For the purpose of this weighted-average calculation:
(i) The weight
assigned to 1,250 percent equals
Figure 1. DISPLAY EQUATION
$$\mathrm{\frac{K_A - A}{D - A}}$$
(ii)
The weight assigned to 1,250 percent times K
SSFA equals
Figure 2. DISPLAY EQUATION
$$\frac{D-K_A}{D - A}$$
(iii)
The risk weight will be set equal to:
Figure 3. DISPLAY EQUATION
$$
RW = \bigg[ \bigg(\frac{K_A - A}{D-A} \bigg) \cdot \text{1,250 } percent \bigg] + \\
\bigg[ \bigg(\frac{D-K_A}{D-A} \bigg) \cdot \text{1,250 } percent \cdot K_{SSFA}\bigg]
$$
Figure 4. DISPLAY EQUATION
(d) SSFA equation.
(1) The Board-regulated institution must
define the following parameters:
K A = (1 −W) • K G + (0 . 5 • W)
Figure 5. DISPLAY EQUATION
$$
a = - \frac{1}{p \cdot K_A}
$$
u
= D − K A
l = max(A − K A, 0)
e = 2.71828,
the base of the natural logarithms.
(2) Then the Board-regulated institution must calculate
KSSFA according to the following equation:
Figure 6. DISPLAY EQUATION
$$
K_{SSFA} = \frac{e^{a \cdot u} - e^{a \cdot l}}{a(u-l)}
$$
(3) The risk weight for
the exposure (expressed as a percent) is equal to KSSFA × 1,250.
(e) Gross-up approach.
(1) Applicability.

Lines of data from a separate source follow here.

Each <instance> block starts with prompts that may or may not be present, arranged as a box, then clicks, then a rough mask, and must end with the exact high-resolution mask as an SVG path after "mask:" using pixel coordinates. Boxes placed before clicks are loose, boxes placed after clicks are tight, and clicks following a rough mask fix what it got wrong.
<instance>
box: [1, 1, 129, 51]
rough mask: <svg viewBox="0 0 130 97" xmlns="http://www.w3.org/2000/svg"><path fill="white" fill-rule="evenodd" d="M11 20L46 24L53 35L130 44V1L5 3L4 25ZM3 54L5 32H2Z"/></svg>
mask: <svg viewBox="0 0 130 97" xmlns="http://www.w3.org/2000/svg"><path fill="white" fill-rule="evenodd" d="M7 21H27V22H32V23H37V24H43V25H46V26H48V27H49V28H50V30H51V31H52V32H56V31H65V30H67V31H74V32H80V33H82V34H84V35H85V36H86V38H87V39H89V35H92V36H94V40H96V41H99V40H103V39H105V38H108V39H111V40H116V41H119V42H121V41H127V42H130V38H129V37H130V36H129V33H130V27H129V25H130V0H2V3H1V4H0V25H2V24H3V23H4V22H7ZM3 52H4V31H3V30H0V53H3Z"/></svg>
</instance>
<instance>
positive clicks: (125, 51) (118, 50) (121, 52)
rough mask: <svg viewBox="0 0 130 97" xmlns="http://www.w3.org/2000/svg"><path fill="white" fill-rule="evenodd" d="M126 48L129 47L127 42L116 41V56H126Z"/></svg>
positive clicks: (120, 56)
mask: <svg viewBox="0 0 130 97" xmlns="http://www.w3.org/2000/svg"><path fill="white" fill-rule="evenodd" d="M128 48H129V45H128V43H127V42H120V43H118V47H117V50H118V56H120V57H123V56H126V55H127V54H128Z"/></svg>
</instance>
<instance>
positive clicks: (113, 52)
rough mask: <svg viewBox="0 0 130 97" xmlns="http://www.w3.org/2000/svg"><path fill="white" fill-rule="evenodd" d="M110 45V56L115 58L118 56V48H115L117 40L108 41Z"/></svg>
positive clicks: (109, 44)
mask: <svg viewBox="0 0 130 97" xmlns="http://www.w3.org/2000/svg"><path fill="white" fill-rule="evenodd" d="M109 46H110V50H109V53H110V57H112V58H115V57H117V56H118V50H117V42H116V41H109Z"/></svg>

A Board-regulated institution that is not subject to subpart F of
this part may apply the gross-up approach set forth in this section
instead of the SSFA to determine the risk weight of its securitization
exposures, provided that it applies the gross-up approach to all of
its securitization exposures, except as otherwise provided for certain
securitization exposures in sections 217.44 and 217.45.
(2) To use the gross-up approach,
a Board-regulated institution must calculate the following four inputs:
(i) Pro rata share, which is the par value of the Board-regulated
institution’s securitization exposure as a percent of the par value
of the tranche in which the securitization exposure resides;
(ii) Enhanced amount, which
is the par value of tranches that are more senior to the tranche in
which the Board-regulated institution’s securitization resides;
(iii) Exposure amount
of the Board-regulated institution’s securitization exposure calculated
under section 217.42(c); and
(iv) Risk weight, which is the weighted-average
risk weight of underlying exposures of the securitization as calculated
under this subpart.
(3) Credit equivalent
amount. The credit equivalent amount of a securitization exposure
under this section equals the sum of:
(i) The exposure amount
of the Board-regulated institution’s securitization exposure; and
(ii) The pro rata share
multiplied by the enhanced amount, each calculated in accordance with
paragraph (e)(2) of this section.
(4) Risk-weighted
assets. To calculate risk-weighted assets for a securitization
exposure under the gross-up approach, a Board-regulated institution
must apply the risk weight required under paragraph (e)(2) of this
section to the credit equivalent amount calculated in paragraph (e)(3)
of this section.
(f) Limitations. Notwithstanding any other
provision of this section, a Board-regulated institution must assign
a risk weight of not less than 20 percent to a securitization exposure.